I had been working for my employer for nearly eight years and had worked my way from clerk to senior manager when I became aware of how transparent my closet had become.
I had not made a conscious decision to "come out", but it became apparent that my defense of other minorities had been noted.
I was outed as the result of an investigation into bullying within the office. The complainant had identified me as a possible second "victim" and I therefore received a visit from a rather uncomfortable looking investigator from the Professional Standards Unit.
The particular circumstances of the investigation, while undoubtedly important to the original complainant, are not particularly pertinent to my story. But they highlight just how foolish I had been in expecting my sexuality to be unworthy of comment.
I later realized that never talking about my private life had made it the hottest topic of conversation in the department. Speculation was clearly rife.
I have any number of stories, mainly extremely humorous, about the various responses that I have had when revealing that I am gay to colleagues. Clearly I was the last to join the conversation.
I began to talk about my partner, gently correcting anyone who referred to her as "he", and proudly added a picture of her to my desk.

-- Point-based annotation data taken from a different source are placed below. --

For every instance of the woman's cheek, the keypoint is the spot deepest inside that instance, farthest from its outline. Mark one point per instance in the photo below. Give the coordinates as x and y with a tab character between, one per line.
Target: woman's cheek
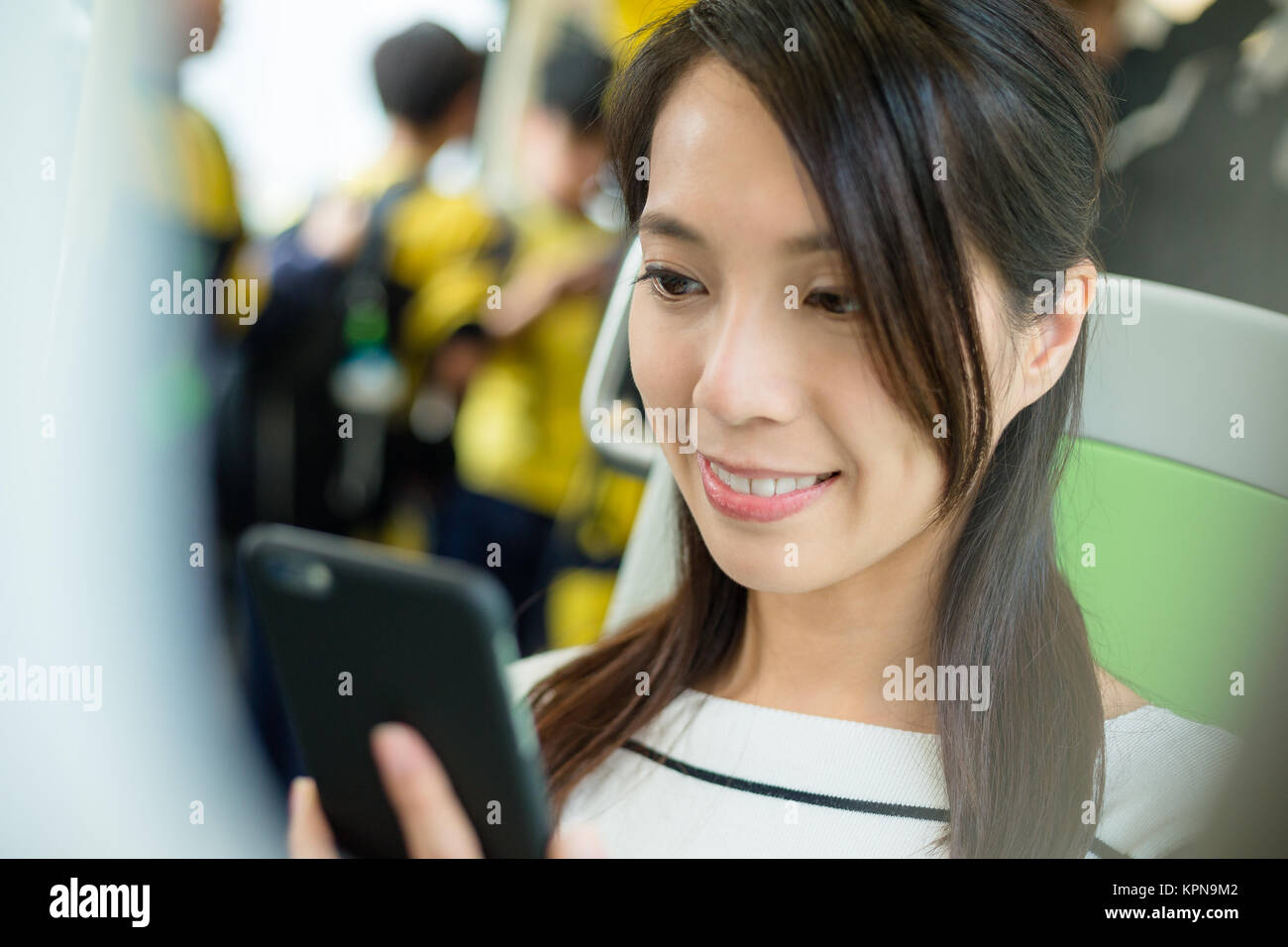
657	368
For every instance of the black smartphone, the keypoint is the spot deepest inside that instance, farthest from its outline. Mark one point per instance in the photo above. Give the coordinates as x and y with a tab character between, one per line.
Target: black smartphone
360	634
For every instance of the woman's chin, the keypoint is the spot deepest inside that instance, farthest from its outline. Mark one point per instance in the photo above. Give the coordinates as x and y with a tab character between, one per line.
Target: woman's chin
761	566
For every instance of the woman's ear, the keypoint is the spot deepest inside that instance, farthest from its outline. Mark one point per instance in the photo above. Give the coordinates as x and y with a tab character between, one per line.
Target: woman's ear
1056	334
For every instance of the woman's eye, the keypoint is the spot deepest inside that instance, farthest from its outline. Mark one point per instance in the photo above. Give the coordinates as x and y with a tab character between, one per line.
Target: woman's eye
835	303
666	283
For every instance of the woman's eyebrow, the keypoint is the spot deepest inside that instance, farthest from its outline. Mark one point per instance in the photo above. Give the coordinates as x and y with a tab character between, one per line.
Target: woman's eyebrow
666	226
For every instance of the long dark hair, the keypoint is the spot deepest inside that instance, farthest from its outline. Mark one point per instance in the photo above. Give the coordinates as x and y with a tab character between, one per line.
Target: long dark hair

I found that I worked with a great bunch of people who, while being frightful gossips, had only wanted to know me better. My career has continued to progress unhindered and my newest employer and colleagues are as supportive as my former colleagues were.
I head up a department with a large proportion of university leavers. Unfortunately, recent survey results suggest that many gay graduates return to the closet when taking up their first job.
I hope that by being openly gay I can provide some reassurance that there is no choice to be made between career and coming out. The two are not mutually exclusive. Indeed, bringing all of yourself to work can only add to your success.